Having grown up as a city girl, Nadine had trouble fitting into the very rural setting, but otherwise, she found the people welcoming. From Manitoba, they moved to Wainwright, Alta. and then on to Ottawa, where they lived and worked until their retirement.

After a three-year medical mission with the United Church in northern B.C., they settled in Vernon in 1985.

Now Nadine’s volunteer work began in earnest.

Along with co-founding Amnesty Vernon and serving as its Okanagan field worker for 25 years, Nadine has been active with the Canadian Federation of University Women, locally advocating on behalf of the homeless, incarcerated women, and sex trade workers; organized educational events for the Society for Open Learning and Discussion; and tutored children in French. Her passion for fighting injustice hasn’t waned and she continues to be active  advocating for people everywhere.

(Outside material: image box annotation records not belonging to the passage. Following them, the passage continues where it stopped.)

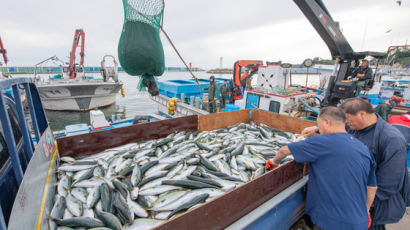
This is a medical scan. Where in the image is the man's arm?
[366,186,377,211]
[301,126,319,137]
[272,146,291,165]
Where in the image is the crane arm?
[69,29,85,79]
[294,0,355,59]
[0,37,8,65]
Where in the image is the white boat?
[35,56,122,111]
[151,65,321,118]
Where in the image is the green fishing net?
[118,0,165,94]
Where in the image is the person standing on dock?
[219,80,228,112]
[352,59,373,97]
[302,98,410,230]
[266,106,377,230]
[204,75,218,113]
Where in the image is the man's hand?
[265,160,278,170]
[367,211,372,228]
[301,126,319,137]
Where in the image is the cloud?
[0,0,410,69]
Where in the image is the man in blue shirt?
[270,107,377,230]
[302,98,410,230]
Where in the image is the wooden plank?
[57,115,198,157]
[155,161,303,230]
[251,109,316,133]
[198,109,250,132]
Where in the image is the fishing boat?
[150,64,322,118]
[53,109,167,137]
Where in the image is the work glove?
[265,160,278,170]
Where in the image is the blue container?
[157,78,229,100]
[224,104,240,112]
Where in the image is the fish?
[52,122,296,230]
[54,217,104,228]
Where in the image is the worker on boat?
[204,75,218,113]
[229,80,235,104]
[266,106,377,230]
[352,59,373,96]
[219,80,228,112]
[389,111,410,144]
[374,100,393,121]
[302,98,410,230]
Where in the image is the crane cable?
[130,1,202,99]
[160,1,202,94]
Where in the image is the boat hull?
[37,82,122,111]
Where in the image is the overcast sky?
[0,0,410,69]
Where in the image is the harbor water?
[25,72,319,131]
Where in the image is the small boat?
[34,30,122,111]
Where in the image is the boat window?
[0,132,9,170]
[269,101,280,113]
[0,104,23,169]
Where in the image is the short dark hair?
[340,98,374,115]
[319,106,346,123]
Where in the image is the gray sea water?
[32,72,319,131]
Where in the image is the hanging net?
[118,0,165,94]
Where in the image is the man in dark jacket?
[204,75,218,113]
[352,59,373,96]
[302,98,410,230]
[266,106,377,230]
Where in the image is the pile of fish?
[48,122,296,230]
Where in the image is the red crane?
[231,60,263,100]
[69,29,85,79]
[0,37,8,65]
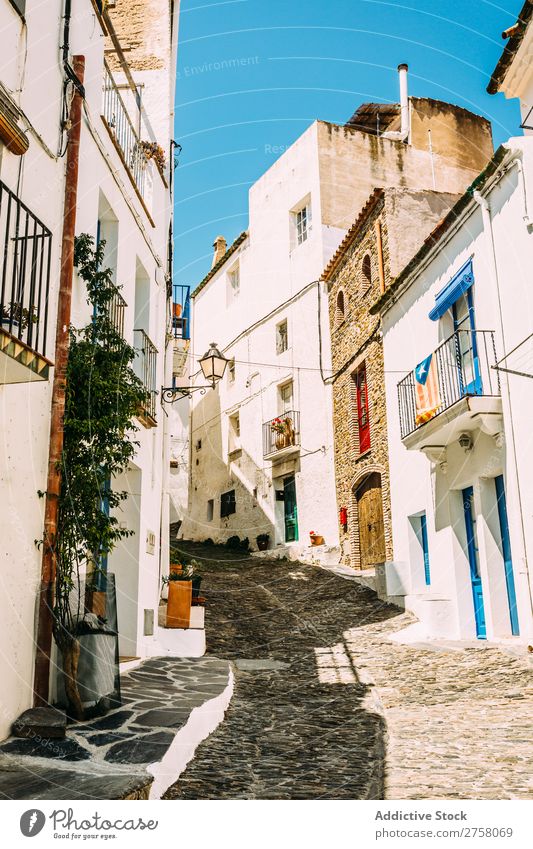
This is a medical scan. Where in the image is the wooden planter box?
[167,581,192,628]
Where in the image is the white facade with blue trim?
[380,137,533,642]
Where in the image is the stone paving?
[164,544,533,799]
[0,657,229,799]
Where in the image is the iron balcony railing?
[103,61,148,199]
[263,410,300,457]
[0,180,52,356]
[398,330,500,439]
[133,330,157,422]
[107,286,128,339]
[172,284,191,339]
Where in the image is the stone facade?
[324,189,455,568]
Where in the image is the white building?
[372,137,533,641]
[179,66,492,554]
[0,0,178,738]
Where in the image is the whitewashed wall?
[0,0,177,738]
[383,139,533,640]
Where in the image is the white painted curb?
[147,665,235,799]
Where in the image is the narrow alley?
[165,543,533,799]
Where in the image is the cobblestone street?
[165,545,533,799]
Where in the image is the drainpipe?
[374,218,385,294]
[472,190,533,624]
[510,156,533,229]
[33,56,85,707]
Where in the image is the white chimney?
[382,64,411,142]
[211,236,228,268]
[398,64,410,139]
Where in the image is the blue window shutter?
[429,259,474,321]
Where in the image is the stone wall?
[329,189,454,567]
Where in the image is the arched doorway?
[354,472,386,569]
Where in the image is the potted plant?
[255,534,270,551]
[309,531,324,545]
[163,564,194,628]
[270,416,294,451]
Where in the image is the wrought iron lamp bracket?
[161,383,215,404]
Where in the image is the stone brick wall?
[329,198,392,567]
[107,0,169,71]
[329,189,455,568]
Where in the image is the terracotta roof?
[191,230,248,298]
[346,103,400,136]
[487,0,533,94]
[369,145,508,315]
[320,189,385,282]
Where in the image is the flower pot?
[276,433,287,451]
[85,587,107,619]
[167,581,192,628]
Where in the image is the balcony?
[107,286,128,339]
[171,285,191,378]
[0,181,52,383]
[172,284,191,339]
[398,330,502,456]
[133,330,157,427]
[102,61,149,210]
[263,410,300,460]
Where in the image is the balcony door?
[463,486,487,640]
[452,287,483,395]
[283,475,298,542]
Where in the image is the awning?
[429,259,474,321]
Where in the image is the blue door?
[452,288,483,395]
[494,475,520,637]
[420,513,431,586]
[283,475,298,542]
[463,486,487,640]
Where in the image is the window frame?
[9,0,26,21]
[354,360,371,454]
[220,489,237,519]
[333,289,346,330]
[226,262,241,301]
[276,318,289,356]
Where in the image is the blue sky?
[174,0,523,285]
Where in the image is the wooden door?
[355,472,385,569]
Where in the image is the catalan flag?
[415,354,440,426]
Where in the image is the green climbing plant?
[53,234,145,718]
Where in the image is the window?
[228,263,241,301]
[296,206,311,245]
[290,195,311,250]
[361,254,372,286]
[355,363,370,454]
[335,289,345,327]
[276,319,289,354]
[220,489,237,519]
[279,380,293,414]
[10,0,26,18]
[228,413,241,454]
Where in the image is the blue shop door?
[494,475,520,637]
[283,475,298,542]
[463,486,487,640]
[452,288,483,395]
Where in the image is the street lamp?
[161,342,228,404]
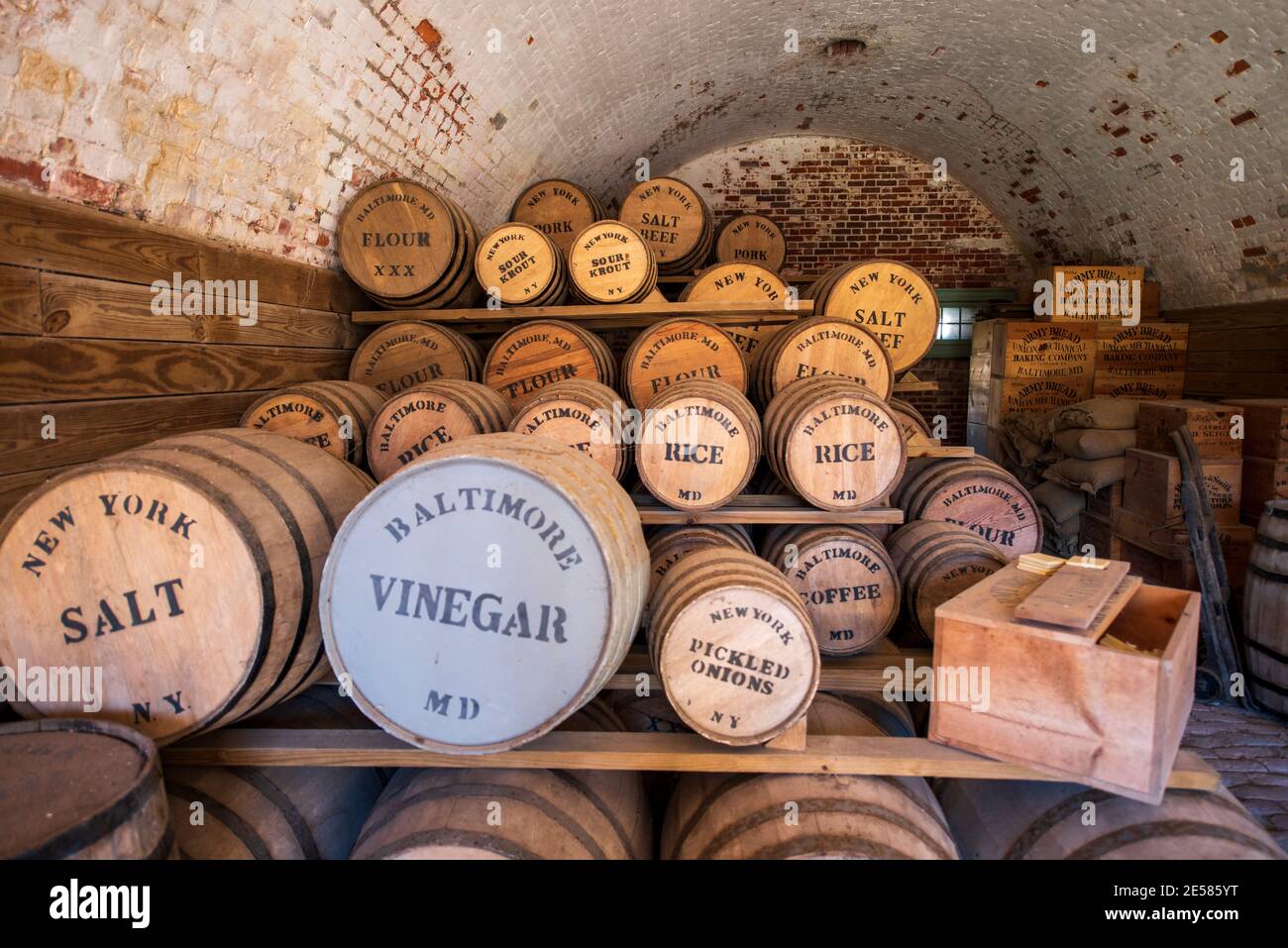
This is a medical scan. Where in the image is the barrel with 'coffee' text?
[321,432,649,754]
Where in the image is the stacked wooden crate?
[1108,399,1254,588]
[966,319,1096,460]
[1228,398,1288,527]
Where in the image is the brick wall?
[674,136,1031,287]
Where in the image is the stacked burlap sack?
[1033,398,1138,557]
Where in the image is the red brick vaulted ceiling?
[0,0,1288,306]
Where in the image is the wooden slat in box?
[1124,448,1243,524]
[1239,458,1288,527]
[1227,398,1288,461]
[989,322,1096,378]
[1136,398,1246,460]
[928,563,1199,803]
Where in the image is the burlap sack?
[1051,398,1140,432]
[1031,480,1087,523]
[1055,428,1136,461]
[1042,458,1127,493]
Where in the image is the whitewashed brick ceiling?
[0,0,1288,305]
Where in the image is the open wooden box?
[928,563,1199,803]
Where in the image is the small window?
[935,306,978,342]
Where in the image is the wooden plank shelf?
[631,493,903,526]
[161,728,1220,790]
[353,300,814,330]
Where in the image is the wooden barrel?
[886,520,1008,639]
[352,702,653,859]
[937,781,1285,861]
[761,524,902,656]
[886,398,931,446]
[568,220,657,303]
[0,428,373,743]
[764,374,907,510]
[661,694,957,859]
[751,316,894,406]
[635,378,760,510]
[483,319,617,411]
[0,715,174,859]
[368,378,512,480]
[474,223,568,306]
[336,177,478,309]
[893,456,1042,559]
[680,263,795,357]
[648,523,756,595]
[622,177,715,274]
[322,432,648,754]
[510,378,631,480]
[805,259,939,374]
[349,319,483,398]
[622,316,747,408]
[239,381,385,465]
[716,214,787,273]
[1243,500,1288,715]
[164,767,383,859]
[510,177,608,257]
[648,546,819,746]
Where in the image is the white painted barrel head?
[321,452,623,754]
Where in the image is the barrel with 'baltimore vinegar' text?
[0,715,174,859]
[648,546,819,746]
[0,428,373,743]
[368,378,511,480]
[764,374,907,510]
[661,694,957,859]
[321,432,649,754]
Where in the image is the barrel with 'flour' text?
[321,432,649,754]
[0,428,373,743]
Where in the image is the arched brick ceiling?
[0,0,1288,305]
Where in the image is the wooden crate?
[1124,448,1243,523]
[1136,398,1245,459]
[928,563,1199,803]
[1239,458,1288,527]
[1227,398,1288,461]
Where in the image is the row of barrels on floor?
[0,687,1285,859]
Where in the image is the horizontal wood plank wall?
[0,188,373,516]
[1179,299,1288,399]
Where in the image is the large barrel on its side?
[321,432,649,754]
[662,694,957,859]
[0,715,174,859]
[0,428,373,743]
[352,702,653,859]
[164,685,387,859]
[937,781,1288,861]
[1243,500,1288,715]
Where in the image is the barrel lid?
[0,719,158,859]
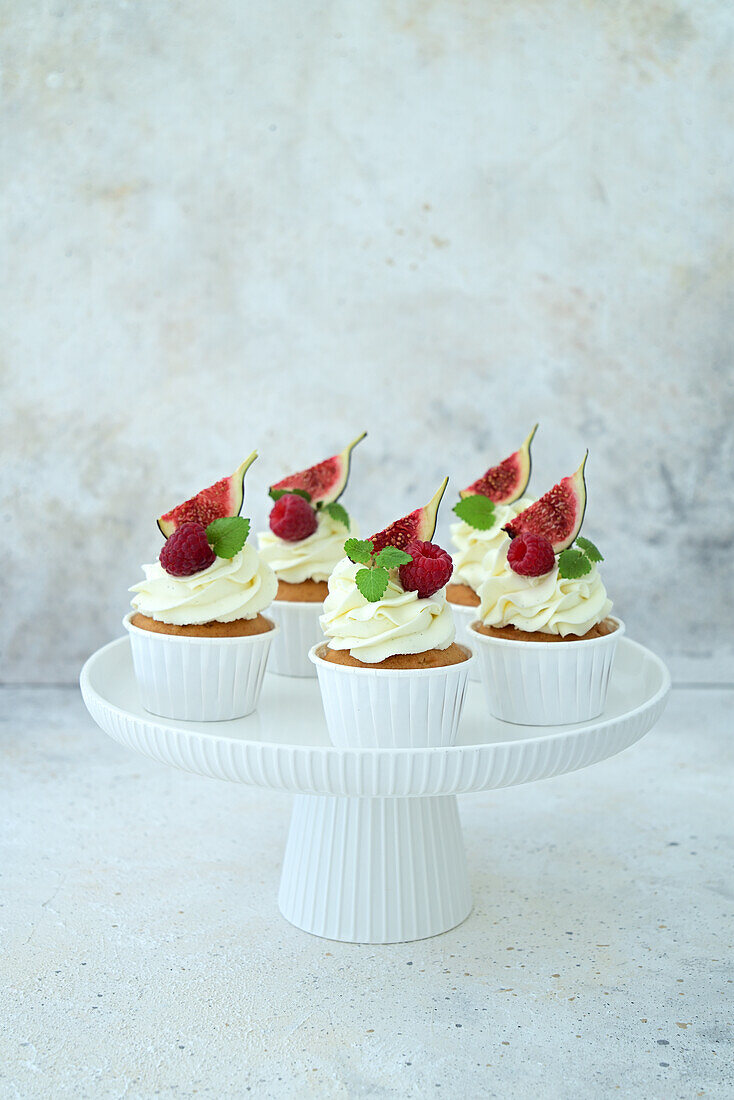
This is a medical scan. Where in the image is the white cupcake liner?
[470,619,624,726]
[308,642,473,749]
[267,600,324,678]
[449,601,481,682]
[122,612,278,722]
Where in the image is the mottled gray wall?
[0,0,734,681]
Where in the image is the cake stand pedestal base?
[278,794,471,944]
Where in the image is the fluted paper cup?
[449,601,480,682]
[308,642,473,749]
[267,600,324,677]
[122,613,278,722]
[469,618,624,726]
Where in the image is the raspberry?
[158,520,217,576]
[270,493,318,542]
[401,541,453,600]
[507,531,556,576]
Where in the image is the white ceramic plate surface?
[80,638,670,798]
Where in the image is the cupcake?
[309,479,471,748]
[470,458,624,726]
[446,424,538,680]
[258,432,366,677]
[123,453,277,722]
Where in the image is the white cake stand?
[80,638,670,944]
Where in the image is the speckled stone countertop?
[0,688,734,1100]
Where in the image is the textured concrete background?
[0,0,734,681]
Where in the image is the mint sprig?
[576,535,604,561]
[344,539,413,604]
[354,568,390,604]
[323,501,351,530]
[558,535,604,581]
[207,516,250,558]
[453,493,495,531]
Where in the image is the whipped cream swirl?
[320,558,456,664]
[478,538,612,638]
[130,542,277,626]
[451,496,535,592]
[258,512,357,584]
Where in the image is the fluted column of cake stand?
[80,638,670,943]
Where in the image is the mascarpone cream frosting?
[451,496,535,592]
[258,512,357,584]
[130,542,277,626]
[320,558,456,664]
[478,537,612,637]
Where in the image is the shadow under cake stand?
[80,638,670,944]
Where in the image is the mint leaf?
[576,535,604,561]
[558,548,591,581]
[267,488,311,504]
[207,516,250,558]
[322,501,351,530]
[344,539,374,565]
[354,567,390,604]
[453,493,494,531]
[374,547,413,569]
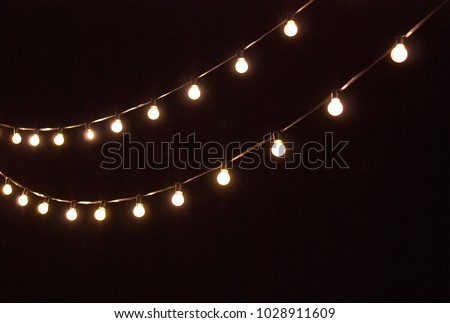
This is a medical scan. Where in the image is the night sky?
[0,0,450,302]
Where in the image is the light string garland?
[0,0,448,221]
[0,0,316,147]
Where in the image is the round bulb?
[53,133,64,146]
[17,194,28,206]
[2,184,12,195]
[391,44,408,63]
[234,57,248,74]
[94,206,106,221]
[84,129,95,140]
[147,105,159,120]
[133,203,145,218]
[284,20,298,37]
[66,207,78,221]
[38,202,48,214]
[188,84,201,100]
[271,139,286,157]
[29,133,41,147]
[217,169,230,185]
[327,98,344,117]
[172,191,184,206]
[111,119,123,133]
[11,132,22,145]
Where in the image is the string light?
[391,37,408,63]
[11,129,22,145]
[270,132,286,157]
[66,201,78,221]
[37,197,50,215]
[133,195,145,218]
[188,79,201,101]
[2,177,12,196]
[284,14,298,37]
[94,201,106,222]
[17,189,28,206]
[234,50,248,74]
[147,100,159,120]
[111,114,123,133]
[28,130,41,147]
[327,91,344,117]
[172,183,184,206]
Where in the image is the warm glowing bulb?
[66,206,78,221]
[111,119,123,133]
[11,132,22,145]
[234,57,248,74]
[17,194,28,206]
[28,133,41,147]
[38,201,48,214]
[327,98,344,117]
[53,133,64,146]
[94,206,106,221]
[84,129,95,140]
[271,139,286,157]
[2,183,12,195]
[391,43,408,63]
[133,203,145,218]
[172,191,184,206]
[217,169,230,185]
[284,19,298,37]
[147,105,159,120]
[188,84,201,100]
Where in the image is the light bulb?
[84,128,95,140]
[391,43,408,63]
[172,191,184,206]
[11,132,22,145]
[217,169,231,185]
[53,132,64,146]
[147,104,159,120]
[271,139,286,157]
[17,193,28,206]
[284,19,298,37]
[66,206,78,221]
[2,183,12,195]
[327,98,344,117]
[28,133,41,147]
[133,202,145,218]
[234,57,248,74]
[111,118,123,133]
[38,201,48,214]
[94,206,106,221]
[188,84,201,100]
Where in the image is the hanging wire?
[0,0,448,205]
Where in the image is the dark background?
[0,0,450,302]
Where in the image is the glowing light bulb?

She does not regret the move to Canada, but she admits: “It was hard, leaving all my family and friends, believing, in those days, I would never see them again. But I had a good reason for coming — my husband.

“Every time you move, you lose something and you gain something,” she says nostalgically.  She raised two children and now has five grand- daughters who all are fluent in French and who she is obviously close to and proud of.

She continues pragmatically — “I became more Canadian thanks to my children.”

Vernon is very fortunate to have gained the person Nadine became on her journey here.